Degas began to make small sculptures in wax in the late 1860s, the first of these coinciding with his growing fascination with scenes from the racetrack. The many wax sculptures of horses and jockeys he created during this period functioned as three-dimensional sketches that he used to conceptualize the elaborate compositions of some of his paintings. These early sculptures were thus tools in Degas’s explorations of the nature of movement.

Degas’s Little Dancer, Aged Fourteen of 1881 marked a radical turning point in the artist’s approach to working in sculpture in a number of ways. It represented not only Degas’s first ambitious attempt to create a fully realized work in sculpture for public exhibition, but it is one of his very first sculptures of the Degas in Bronze – add two

human figure, which had always been a central motif in his paintings. Made of polychrome wax, a fabric bodice and tutu, and real hair tied in a satin bow, Little Dancer, Aged Fourteen was technically and conceptually revolutionary for its time and unique among Degas’s sculptural works for the number of preparatory studies that have been tied to it.

By viewing a series of eight of Degas’s dancers called Arabesques, one sees through his sculptural eye the beauty of line toward which a great dancer strives.

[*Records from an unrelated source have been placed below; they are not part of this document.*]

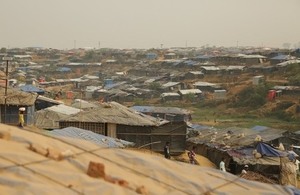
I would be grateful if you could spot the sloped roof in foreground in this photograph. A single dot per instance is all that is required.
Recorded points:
(115, 113)
(74, 132)
(24, 171)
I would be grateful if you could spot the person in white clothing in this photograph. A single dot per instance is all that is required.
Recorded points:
(222, 165)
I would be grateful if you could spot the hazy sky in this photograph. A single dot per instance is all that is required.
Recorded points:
(148, 24)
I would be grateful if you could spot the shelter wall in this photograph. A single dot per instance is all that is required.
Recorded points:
(94, 127)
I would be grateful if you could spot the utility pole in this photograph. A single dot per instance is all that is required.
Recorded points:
(6, 84)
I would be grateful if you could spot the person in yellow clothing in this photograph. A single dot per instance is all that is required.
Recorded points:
(21, 117)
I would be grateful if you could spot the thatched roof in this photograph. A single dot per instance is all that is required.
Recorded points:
(48, 119)
(115, 113)
(15, 97)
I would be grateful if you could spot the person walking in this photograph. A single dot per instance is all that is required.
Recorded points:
(222, 165)
(21, 117)
(192, 156)
(167, 150)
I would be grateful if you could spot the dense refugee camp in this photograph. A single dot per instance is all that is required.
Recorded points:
(161, 98)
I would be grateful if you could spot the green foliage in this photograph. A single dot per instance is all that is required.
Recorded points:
(253, 97)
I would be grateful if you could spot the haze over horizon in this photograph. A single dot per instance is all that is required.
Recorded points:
(66, 24)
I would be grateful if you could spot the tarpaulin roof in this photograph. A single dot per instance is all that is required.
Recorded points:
(267, 150)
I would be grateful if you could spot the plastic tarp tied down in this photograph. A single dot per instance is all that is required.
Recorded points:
(267, 150)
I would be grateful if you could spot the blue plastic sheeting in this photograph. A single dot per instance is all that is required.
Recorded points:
(73, 132)
(267, 150)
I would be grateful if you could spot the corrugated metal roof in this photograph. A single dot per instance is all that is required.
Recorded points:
(188, 91)
(16, 97)
(115, 113)
(63, 109)
(204, 84)
(170, 84)
(169, 94)
(73, 132)
(210, 68)
(153, 109)
(31, 88)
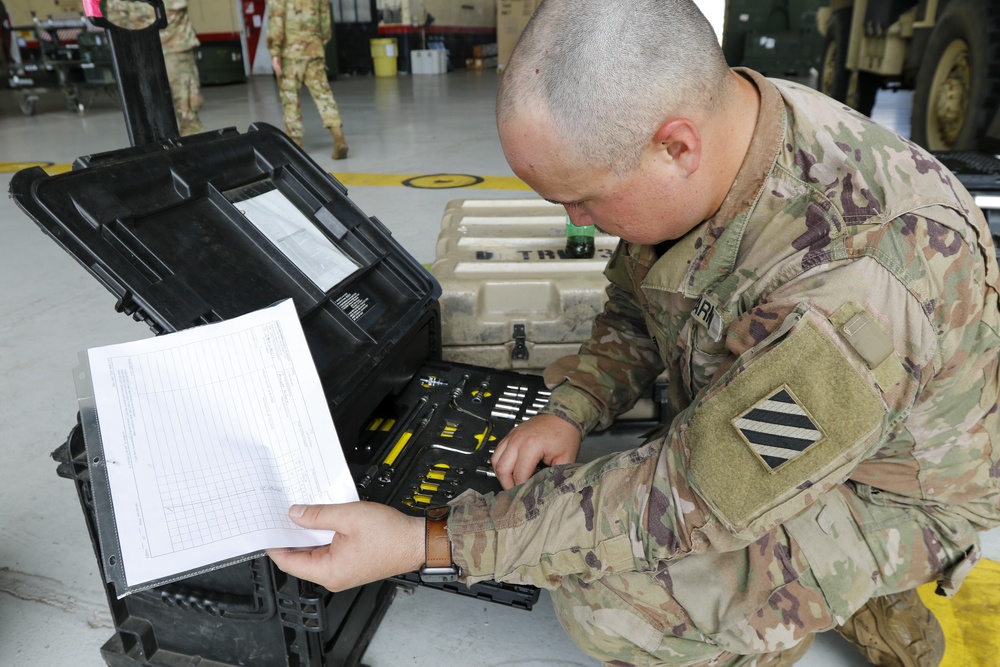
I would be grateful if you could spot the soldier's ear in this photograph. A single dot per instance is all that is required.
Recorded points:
(679, 144)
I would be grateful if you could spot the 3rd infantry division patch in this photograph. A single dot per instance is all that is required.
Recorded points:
(778, 429)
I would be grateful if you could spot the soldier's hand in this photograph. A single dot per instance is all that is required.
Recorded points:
(542, 439)
(373, 542)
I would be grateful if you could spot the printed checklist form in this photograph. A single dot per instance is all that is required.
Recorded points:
(204, 438)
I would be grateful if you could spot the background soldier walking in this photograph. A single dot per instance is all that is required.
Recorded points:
(179, 42)
(297, 31)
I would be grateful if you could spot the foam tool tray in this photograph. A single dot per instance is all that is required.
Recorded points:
(435, 440)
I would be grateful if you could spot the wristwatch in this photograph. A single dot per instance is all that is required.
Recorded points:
(438, 566)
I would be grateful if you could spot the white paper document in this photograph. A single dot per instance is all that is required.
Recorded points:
(209, 436)
(298, 238)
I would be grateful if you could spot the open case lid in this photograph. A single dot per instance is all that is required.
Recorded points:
(225, 223)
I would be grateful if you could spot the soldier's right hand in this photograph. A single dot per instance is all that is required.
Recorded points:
(542, 439)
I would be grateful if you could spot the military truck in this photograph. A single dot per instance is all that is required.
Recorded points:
(946, 51)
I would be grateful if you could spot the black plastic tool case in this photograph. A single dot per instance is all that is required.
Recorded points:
(160, 225)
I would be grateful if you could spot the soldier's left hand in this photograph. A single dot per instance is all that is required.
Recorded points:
(372, 542)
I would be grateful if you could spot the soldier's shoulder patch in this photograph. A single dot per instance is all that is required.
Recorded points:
(778, 429)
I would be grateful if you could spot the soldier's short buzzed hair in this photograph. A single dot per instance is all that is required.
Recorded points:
(611, 71)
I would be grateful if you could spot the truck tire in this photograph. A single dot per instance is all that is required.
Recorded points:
(834, 78)
(957, 90)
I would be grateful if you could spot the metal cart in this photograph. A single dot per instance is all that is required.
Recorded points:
(69, 55)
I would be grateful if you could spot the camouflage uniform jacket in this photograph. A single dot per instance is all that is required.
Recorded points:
(178, 36)
(837, 319)
(298, 28)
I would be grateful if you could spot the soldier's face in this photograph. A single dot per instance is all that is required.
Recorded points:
(646, 205)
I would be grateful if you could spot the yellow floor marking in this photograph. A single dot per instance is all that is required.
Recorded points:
(433, 181)
(971, 619)
(351, 179)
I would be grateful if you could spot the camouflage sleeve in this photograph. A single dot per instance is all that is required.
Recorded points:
(613, 367)
(836, 359)
(275, 26)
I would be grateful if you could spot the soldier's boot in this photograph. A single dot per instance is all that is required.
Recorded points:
(339, 143)
(896, 631)
(789, 656)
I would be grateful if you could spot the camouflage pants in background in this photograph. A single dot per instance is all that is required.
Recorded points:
(312, 72)
(185, 88)
(740, 608)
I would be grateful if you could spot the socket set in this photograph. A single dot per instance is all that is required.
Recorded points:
(435, 439)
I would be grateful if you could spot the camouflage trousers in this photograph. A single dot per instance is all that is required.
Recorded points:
(312, 72)
(740, 608)
(185, 88)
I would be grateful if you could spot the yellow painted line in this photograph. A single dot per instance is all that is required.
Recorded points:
(433, 181)
(50, 168)
(971, 619)
(351, 179)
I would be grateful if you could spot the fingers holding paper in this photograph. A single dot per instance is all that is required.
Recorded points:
(372, 542)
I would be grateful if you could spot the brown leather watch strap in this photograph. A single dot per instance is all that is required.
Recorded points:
(438, 548)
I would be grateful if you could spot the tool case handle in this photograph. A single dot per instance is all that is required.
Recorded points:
(141, 73)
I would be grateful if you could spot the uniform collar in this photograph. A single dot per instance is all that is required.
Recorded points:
(707, 254)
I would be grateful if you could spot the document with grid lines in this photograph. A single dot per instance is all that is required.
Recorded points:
(206, 437)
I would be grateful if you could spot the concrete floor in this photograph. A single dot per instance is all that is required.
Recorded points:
(52, 607)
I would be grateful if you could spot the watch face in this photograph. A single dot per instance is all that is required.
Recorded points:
(437, 513)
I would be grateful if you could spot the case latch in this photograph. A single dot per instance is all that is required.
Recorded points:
(520, 351)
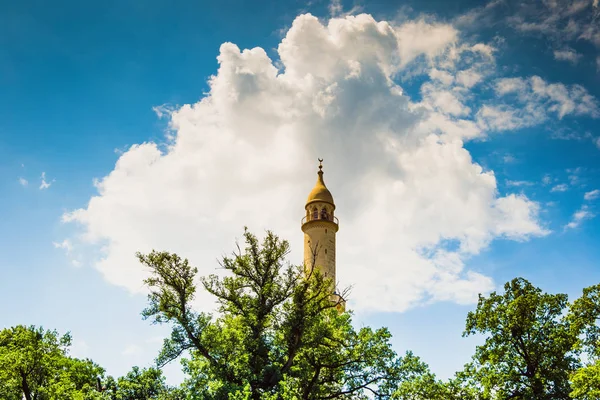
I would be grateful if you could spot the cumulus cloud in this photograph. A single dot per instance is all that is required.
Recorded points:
(45, 184)
(592, 195)
(539, 97)
(567, 54)
(579, 216)
(561, 21)
(563, 187)
(405, 186)
(132, 350)
(518, 183)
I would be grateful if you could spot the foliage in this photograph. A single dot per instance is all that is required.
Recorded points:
(530, 349)
(584, 315)
(34, 365)
(277, 335)
(140, 384)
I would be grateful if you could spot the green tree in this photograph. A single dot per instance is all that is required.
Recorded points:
(277, 335)
(34, 365)
(529, 352)
(584, 315)
(141, 384)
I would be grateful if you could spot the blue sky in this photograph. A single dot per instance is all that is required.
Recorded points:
(82, 83)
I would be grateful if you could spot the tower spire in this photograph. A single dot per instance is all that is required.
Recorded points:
(320, 227)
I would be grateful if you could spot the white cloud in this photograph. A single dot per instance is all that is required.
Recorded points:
(518, 183)
(65, 244)
(132, 350)
(245, 155)
(579, 216)
(45, 184)
(468, 78)
(505, 118)
(592, 195)
(567, 54)
(540, 97)
(443, 76)
(563, 187)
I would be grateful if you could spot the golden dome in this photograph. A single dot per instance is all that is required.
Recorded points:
(320, 191)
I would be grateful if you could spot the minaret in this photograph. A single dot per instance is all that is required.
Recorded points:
(320, 226)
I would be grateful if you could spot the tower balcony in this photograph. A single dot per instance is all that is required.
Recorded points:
(320, 218)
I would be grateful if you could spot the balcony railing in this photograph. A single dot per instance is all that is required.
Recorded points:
(320, 218)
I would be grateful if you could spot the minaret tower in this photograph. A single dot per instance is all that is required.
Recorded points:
(320, 226)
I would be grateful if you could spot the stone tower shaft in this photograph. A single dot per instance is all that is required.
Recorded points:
(320, 227)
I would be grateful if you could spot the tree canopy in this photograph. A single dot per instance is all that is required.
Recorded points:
(277, 334)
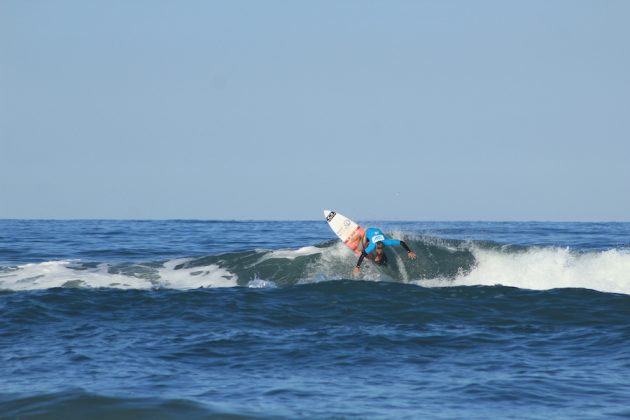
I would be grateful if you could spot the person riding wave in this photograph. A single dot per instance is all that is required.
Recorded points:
(375, 241)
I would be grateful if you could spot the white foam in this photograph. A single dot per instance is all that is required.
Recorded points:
(195, 277)
(65, 273)
(546, 268)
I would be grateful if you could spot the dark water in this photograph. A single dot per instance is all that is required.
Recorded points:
(195, 319)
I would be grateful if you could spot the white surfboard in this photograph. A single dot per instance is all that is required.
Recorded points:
(348, 231)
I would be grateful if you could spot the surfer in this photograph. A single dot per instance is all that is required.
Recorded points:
(374, 241)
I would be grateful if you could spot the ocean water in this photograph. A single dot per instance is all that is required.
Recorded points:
(228, 319)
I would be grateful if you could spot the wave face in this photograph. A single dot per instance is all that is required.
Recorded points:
(195, 319)
(439, 263)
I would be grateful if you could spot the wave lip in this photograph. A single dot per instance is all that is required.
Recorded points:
(439, 263)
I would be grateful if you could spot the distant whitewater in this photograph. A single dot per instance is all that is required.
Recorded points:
(441, 262)
(209, 319)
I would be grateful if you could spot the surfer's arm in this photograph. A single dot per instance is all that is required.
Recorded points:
(410, 253)
(361, 257)
(393, 242)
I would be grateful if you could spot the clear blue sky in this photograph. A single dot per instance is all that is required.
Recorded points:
(412, 110)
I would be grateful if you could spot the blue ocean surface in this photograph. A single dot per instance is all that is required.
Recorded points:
(107, 319)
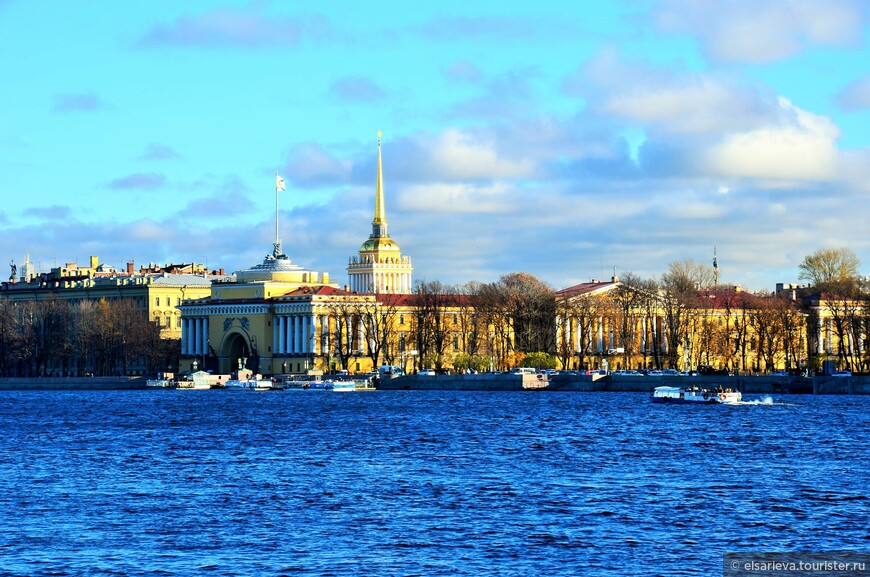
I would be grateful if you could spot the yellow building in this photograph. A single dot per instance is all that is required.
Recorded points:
(96, 320)
(606, 324)
(277, 317)
(158, 290)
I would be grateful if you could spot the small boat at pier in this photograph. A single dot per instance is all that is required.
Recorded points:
(339, 386)
(681, 395)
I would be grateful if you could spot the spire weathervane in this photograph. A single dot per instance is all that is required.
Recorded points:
(379, 224)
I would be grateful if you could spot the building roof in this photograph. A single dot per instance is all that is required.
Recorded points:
(596, 286)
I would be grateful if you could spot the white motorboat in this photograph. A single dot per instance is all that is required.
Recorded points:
(682, 395)
(340, 386)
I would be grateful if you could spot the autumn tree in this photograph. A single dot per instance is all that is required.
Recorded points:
(830, 269)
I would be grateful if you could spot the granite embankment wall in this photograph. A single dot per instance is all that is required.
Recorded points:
(72, 383)
(751, 385)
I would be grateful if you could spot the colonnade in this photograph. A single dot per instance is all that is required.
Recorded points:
(603, 336)
(194, 336)
(296, 334)
(381, 282)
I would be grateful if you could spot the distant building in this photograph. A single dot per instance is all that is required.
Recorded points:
(158, 290)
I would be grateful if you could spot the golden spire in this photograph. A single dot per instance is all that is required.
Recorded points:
(379, 224)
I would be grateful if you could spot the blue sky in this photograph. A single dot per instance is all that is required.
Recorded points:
(563, 139)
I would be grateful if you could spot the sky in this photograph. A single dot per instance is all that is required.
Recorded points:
(568, 140)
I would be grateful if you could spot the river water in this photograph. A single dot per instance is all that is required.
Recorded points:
(426, 483)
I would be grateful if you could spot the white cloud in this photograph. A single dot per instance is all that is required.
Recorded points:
(856, 96)
(671, 99)
(447, 198)
(804, 149)
(763, 30)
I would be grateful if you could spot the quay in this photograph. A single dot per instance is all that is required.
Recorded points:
(855, 385)
(71, 383)
(819, 385)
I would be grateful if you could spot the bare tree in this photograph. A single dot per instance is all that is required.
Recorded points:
(830, 268)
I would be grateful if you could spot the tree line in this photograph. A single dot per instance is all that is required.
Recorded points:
(65, 338)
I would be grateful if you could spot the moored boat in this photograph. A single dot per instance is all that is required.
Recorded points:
(340, 386)
(681, 395)
(160, 384)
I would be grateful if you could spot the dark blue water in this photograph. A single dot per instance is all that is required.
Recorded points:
(421, 483)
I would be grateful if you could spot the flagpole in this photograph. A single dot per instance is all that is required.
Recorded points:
(276, 209)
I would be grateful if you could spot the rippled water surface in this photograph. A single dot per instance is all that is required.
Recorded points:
(421, 483)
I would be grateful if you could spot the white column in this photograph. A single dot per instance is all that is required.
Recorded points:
(312, 341)
(600, 333)
(185, 332)
(296, 336)
(306, 341)
(274, 335)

In fact, it is as if the sculptor created a three-dimensional time-lapse study of a female dancer’s grace and energy. He did so through years of backstage and rehearsal observation. At the same moment, Eadweard Muybridge in America, and Étienne-Jules Marey in France, were pioneering similar photographic studies of both human action and that of a horse. While Degas admired and studied their work, the expressive quality of his art far supercedes that of the more scientifically based photographers.

Degas’s work in sculpture was unconventional in its combination of materials and techniques. He primarily worked with clay, wax, plaster, cloth, and plastilene – a non-drying wax-and-oil-based modeling clay. He often would go back and rework details of pose and form in his sculptures, leaving fingerprints and marks of his tools that offer remarkable insight into his creative process.

Degas’s experiments in sculpture increased from the mid-1880s – perhaps due in part to his failing eyesight – though from this point on it became a completely private undertaking for him. Shunning public exhibition of his work in wax and clay, he showed them only to the friends and colleagues who visited his studio. Degas’s work in sculpture was primarily motivated by his innate artistic curiosity and quest for perfection, less so by a desire to create works for public display. He did, however, recognize the enduring importance of his work when he wrote to fellow artist Aristide Maillol, "perhaps one of these days [my work] shall be cast in bronze."

Upon Degas’s death in 1917, approximately 150 wax and modeling clay sculptures were found in his studio in various states of completion and repair. His heirs and colleagues immediately recognized the importance of preserving these works for posterity and decided to cast in bronze the 73 best examples. These works demonstrate an unparalleled degree of experimentation, mixing of media, and use of advanced technology, including photography, and reveal Degas’s innovative explorations of form and movement.